A test known as a laparoscopy where a surgeon passes a thin tube through a small cut in your tummy so they can see any patch of endometriosis tissue may also be carried out.
Although there is no exact cause known for endometriosis, the NHS explains that several theories have been suggested, which includes the following:
- Genetics – the condition tends to run in families, and affects people of certain ethnic groups more than others
- Retrograde menstruation – when some of the womb lining flows up through the fallopian tubes and embeds itself on the organs of the pelvis, rather than leaving the body as a period
- A problem with the immune system, the body’s natural defence against illness and infection
- Endometrium cells spreading through the body in the bloodstream or lymphatic system, a series of tubes and glands that form part of the immune system.

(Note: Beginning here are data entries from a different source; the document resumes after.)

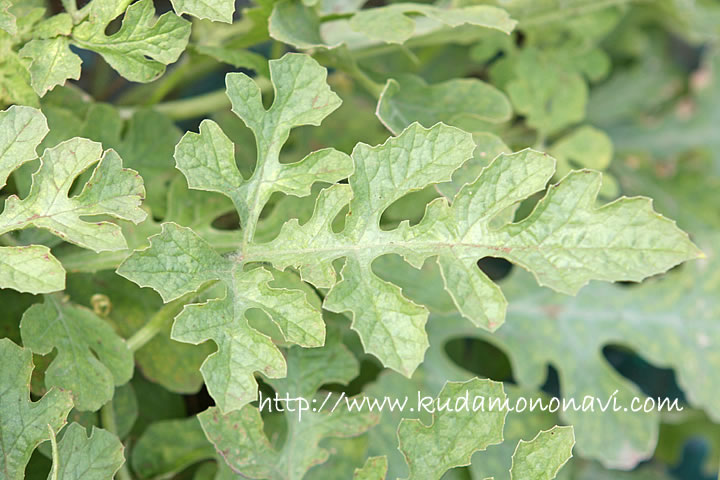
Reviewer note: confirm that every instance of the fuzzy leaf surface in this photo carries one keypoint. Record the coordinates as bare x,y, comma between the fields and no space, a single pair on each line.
215,10
97,457
92,359
24,424
453,436
542,457
143,46
51,63
565,242
469,104
239,437
111,190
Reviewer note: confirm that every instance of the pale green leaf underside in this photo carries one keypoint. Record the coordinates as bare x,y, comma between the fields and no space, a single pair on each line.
469,104
216,10
97,457
565,242
375,468
239,437
542,457
91,358
143,46
453,436
21,131
392,24
51,63
8,22
111,190
24,424
671,322
298,24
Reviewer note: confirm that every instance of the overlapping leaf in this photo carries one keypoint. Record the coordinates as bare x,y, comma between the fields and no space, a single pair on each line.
239,437
217,10
299,24
24,424
566,241
469,104
143,46
111,190
97,457
91,358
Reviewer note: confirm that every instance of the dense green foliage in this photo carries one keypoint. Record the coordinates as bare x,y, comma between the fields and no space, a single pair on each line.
209,204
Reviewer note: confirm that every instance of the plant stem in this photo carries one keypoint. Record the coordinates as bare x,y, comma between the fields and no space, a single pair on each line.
198,106
107,419
161,319
55,456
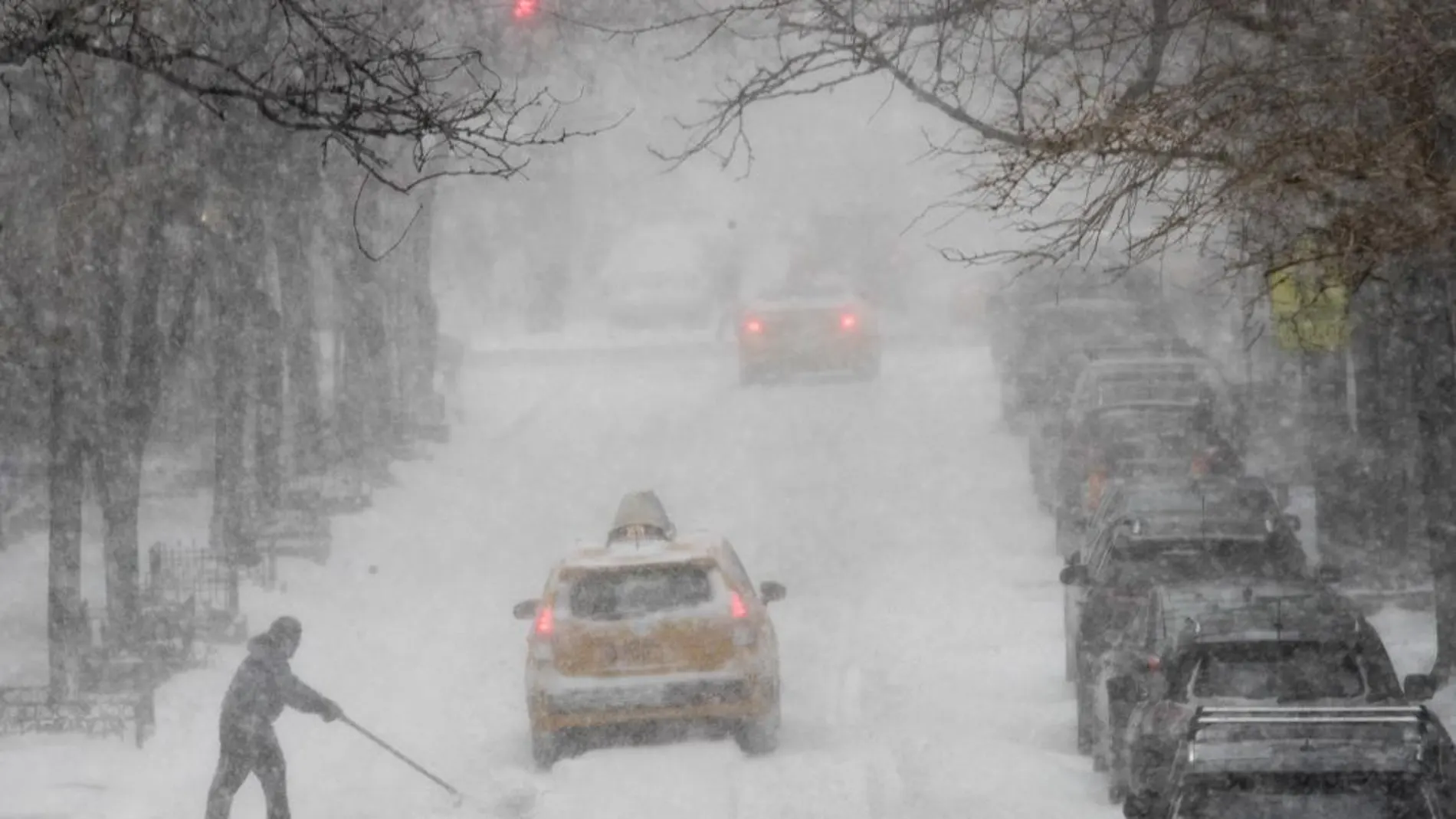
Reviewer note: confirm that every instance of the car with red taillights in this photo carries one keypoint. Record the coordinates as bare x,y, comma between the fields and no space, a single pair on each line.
808,328
653,627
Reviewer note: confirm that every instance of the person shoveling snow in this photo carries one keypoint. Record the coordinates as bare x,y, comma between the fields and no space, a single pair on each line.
262,687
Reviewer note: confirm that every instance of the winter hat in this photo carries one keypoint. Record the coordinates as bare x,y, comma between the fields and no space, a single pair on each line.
286,627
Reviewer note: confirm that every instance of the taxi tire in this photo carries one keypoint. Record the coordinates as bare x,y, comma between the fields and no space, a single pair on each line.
759,736
1087,731
545,749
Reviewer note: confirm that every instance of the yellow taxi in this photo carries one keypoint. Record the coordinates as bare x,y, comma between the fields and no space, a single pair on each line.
651,627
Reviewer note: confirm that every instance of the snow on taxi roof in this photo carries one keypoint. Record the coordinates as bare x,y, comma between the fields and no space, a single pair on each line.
648,550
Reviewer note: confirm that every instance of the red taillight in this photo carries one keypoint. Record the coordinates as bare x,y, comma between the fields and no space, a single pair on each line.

Once diagnosed, there is unfortunately no cure, with treatment sometimes “difficult”, current options are only able to ease symptoms so the condition does not interfere with your daily life.
Treatment can be given in order to try and relieve pain, slow the growth of endometriosis tissue, improve fertility and stop the condition from returning.
In some cases, where symptoms are mild, treatment may not be needed, especially if the individual is nearing menopause when symptoms may get better naturally.
Hormone treatment may be tried to limit or stop the production of oestrogen in the body. As oestrogen encourages endometriosis tissue to grow and shed. However, the NHS warns that hormone treatment cannot improve fertility and has zero effect on adhesions.